In the 3rd Calamity, the sun grew larger and fields and forests turned to dusty wastelands.
The 4th Calamity affected "the entire realm" which for the Allagans was from Meracydia to Othard and everything in between, and mountains toppled and the land ripped apart which destroyed the entire empire.
The 5th Calamity was an ice age where everything in the northern areas was covered in ice to the point where the seas in southern Ilsabard froze over and the Miqo'te were able to return to Eorzea and skip the Gyr Abanian mountains. Survivors had to migrate towards the equator.
The 6th Calamity flooded the world. Tidal waves hit the coasts and rivers overran their banks. The area around Mhach turned into a salty swamp from the floods, Nymians had to flee to the mountains of Vylbrand while their coastal homes were reduced to reefs. The floods also initially put Amdapor (very inland) underwater and the survivors from there and Mhach had ended up becoming refugees in a flooded world and made for the Highlands in Gyr Abania. According to a sightseeing entry Eorzea "was transformed into a sea".
The Calamities are enough that Y'shtola herself says that nothing left from Amaurot would exist on the Source. And to me, all of the Calamities I mentioned above count as "global catastrophes", they certainly would have to the people who lived through them. It took 400 years for society to recover after the 6th Calamity. That's not something small.
Last edited by MikkoAkure; 01-22-2022 at 08:03 AM.
If events that routinely completely destroy civilizations do "comparatively little damage in the grand scheme of things" I'd like to know what qualifies as a lot of damage.
Also at no point is it ever actually shown that people from the Source become stronger after a Rejoining, "denser" is the term used and its not described as a power increase.
If it was a power increase then nothing that happens in Shadowbringers makes much sense because we should logically be able to cut threw every non Sin Eater we fight with ease.
That's not even getting into how Ardbert and co were clearly well above most people from the Source and able to match Scions.
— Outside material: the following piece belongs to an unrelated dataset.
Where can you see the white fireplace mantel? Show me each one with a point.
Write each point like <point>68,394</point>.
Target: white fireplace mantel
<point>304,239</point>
Emet's emphasis on us being from the Source and Rejoined 7 times is more about how he views the Source then it is about like, power level of Sundered people.
So Venat sundered people from that temptation by knowingly throwing the Ascians into a situation where they would follow through on it seven times en-mass?
I don't think this is a good reading of the situation. Rather, if WoL had suddenly given in to all the temptations Emet had dangled to join the Ascian cause, Emet would have rejected them because that is something Azem would never do, thus proving even the best of mankind unable to overcome their base urges.
Unlike Venat Azem was anti-sacrifice from the very inception of the plan, which is a more principled stance.
Rejoinings are 100% a power increase. This is why the Ancients are all so magically gifted and WoL is able to contain the Light after rejoining with Ardbert, because higher aetheric density means higher aetheric capacity. The denser your soul, the more aether you can take on.
We don't know the actual density of the residents of the First compared to other shards, and with the introduction of Dynamis there is an alternative way for less dense souls to still exhibit exceptional power, consider the extremely zealous Ran'jit (the only notable trouble WoL actually has on the First) for example.